Ein Jahr lang sausen die Maschinen, unablässig spult sich wie ein dünner, fließender Faden der Draht aus den Fabriken in das Innere der beiden Schiffe, und endlich, nach tausend und tausend Umdrehungen, ist je eine Hälfte des Kabels in je einem der Schiffe zur Spule zusammengerollt. Konstruiert und schon aufgestellt sind auch die neuen, schwerfälligen Maschinen, die, mit Bremsen und Rücklauf versehen, in einem Zug nun eine Woche, zwei Wochen, drei Wochen lang ununterbrochen das Kabel hinabsenken sollen in die Tiefe des Weltmeeres. Die besten Elektriker und Techniker, darunter Morse selbst, sind an Bord versammelt, um dauernd mit ihren Apparaten während der ganzen Auslegung zu kontrollieren, ob der elektrische Strom nicht ins Stocken gerät, Reporter und Zeichner haben sich der Flotte zugesellt, um mit Wort und Schrift diese aufregendste Ausfahrt seit Kolumbus und Magalhães zu schildern.

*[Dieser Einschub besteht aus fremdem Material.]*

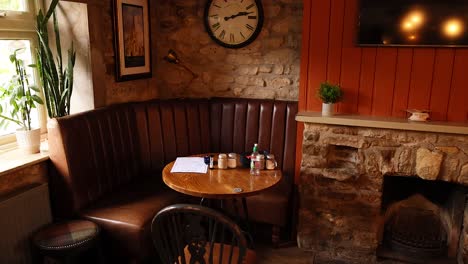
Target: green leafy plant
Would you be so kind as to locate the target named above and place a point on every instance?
(19, 96)
(329, 93)
(56, 78)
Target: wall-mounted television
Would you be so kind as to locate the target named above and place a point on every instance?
(413, 23)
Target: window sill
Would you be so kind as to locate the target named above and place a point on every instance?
(14, 160)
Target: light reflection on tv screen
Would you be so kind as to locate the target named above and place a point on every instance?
(413, 22)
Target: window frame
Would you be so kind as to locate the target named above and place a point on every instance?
(22, 25)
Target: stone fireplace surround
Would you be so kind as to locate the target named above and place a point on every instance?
(341, 184)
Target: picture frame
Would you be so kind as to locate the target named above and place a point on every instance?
(132, 43)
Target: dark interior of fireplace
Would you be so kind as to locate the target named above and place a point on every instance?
(422, 220)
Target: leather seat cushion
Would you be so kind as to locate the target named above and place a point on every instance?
(125, 217)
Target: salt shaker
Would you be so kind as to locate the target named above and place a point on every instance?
(222, 161)
(261, 161)
(271, 162)
(232, 160)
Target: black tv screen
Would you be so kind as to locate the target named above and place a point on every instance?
(413, 22)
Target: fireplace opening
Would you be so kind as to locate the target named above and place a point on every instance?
(422, 220)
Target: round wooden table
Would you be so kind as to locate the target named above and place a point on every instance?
(221, 184)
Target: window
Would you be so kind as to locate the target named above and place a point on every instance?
(17, 31)
(12, 5)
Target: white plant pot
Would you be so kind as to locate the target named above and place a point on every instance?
(29, 141)
(328, 109)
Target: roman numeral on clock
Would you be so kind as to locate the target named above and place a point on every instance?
(215, 27)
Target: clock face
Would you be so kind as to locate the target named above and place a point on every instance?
(233, 23)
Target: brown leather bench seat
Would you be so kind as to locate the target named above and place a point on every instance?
(109, 160)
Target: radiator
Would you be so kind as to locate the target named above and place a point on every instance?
(20, 216)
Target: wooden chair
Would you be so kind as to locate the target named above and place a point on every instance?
(187, 233)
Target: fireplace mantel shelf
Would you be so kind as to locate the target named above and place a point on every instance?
(383, 122)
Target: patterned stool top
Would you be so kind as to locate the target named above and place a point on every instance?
(66, 235)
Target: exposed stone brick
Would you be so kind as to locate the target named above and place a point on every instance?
(344, 205)
(428, 164)
(251, 81)
(265, 68)
(279, 82)
(247, 70)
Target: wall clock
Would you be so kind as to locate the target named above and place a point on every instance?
(233, 23)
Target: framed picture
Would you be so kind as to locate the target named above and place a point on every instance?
(132, 39)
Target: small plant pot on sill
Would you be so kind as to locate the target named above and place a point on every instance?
(328, 109)
(29, 141)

Endlich ist alles zur Abfahrt bereit, und während bislang die Zweifler die Oberhand behielten, wendet sich nun das öffentliche Interesse ganz Englands leidenschaftlich der Unternehmung zu. Hunderte kleiner Boote und Schiffe umkreisen am 5. August 1857 im kleinen irländischen Hafen von Valentia die Kabelflotte, um den welthistorischen Augenblick mitzuerleben, wie das eine Kabelende von Booten an die Küste geschafft und in der festen Erde Europas verhakt wird. Unwillkürlich gestaltet sich der Abschied zur großen Feierlichkeit. Die Regierung hat Vertreter entsandt, Reden werden gehalten, in einer ergreifenden Ansprache erbittet der Priester den Segen Gottes für das kühne Unterfangen. »O ewiger Gott«, beginnt er, »der du allein die Himmel ausbreitest und den Aufschwall der See beherrschst, du, dem die Winde und die Fluten gehorchen, blicke in Barmherzigkeit nieder auf deine Diener… Gebiete mit deinem Gebot jedem Hindernis, beseitige jeden Widerstand, der uns in der Vollendung dieses wichtigen Werkes hemmen könnte.« Und dann winken noch vom Strande und vom Meer Tausende Hände und Hüte. Langsam verdämmert das Land. Einer der kühnsten Träume der Menschheit versucht Wirklichkeit zu werden.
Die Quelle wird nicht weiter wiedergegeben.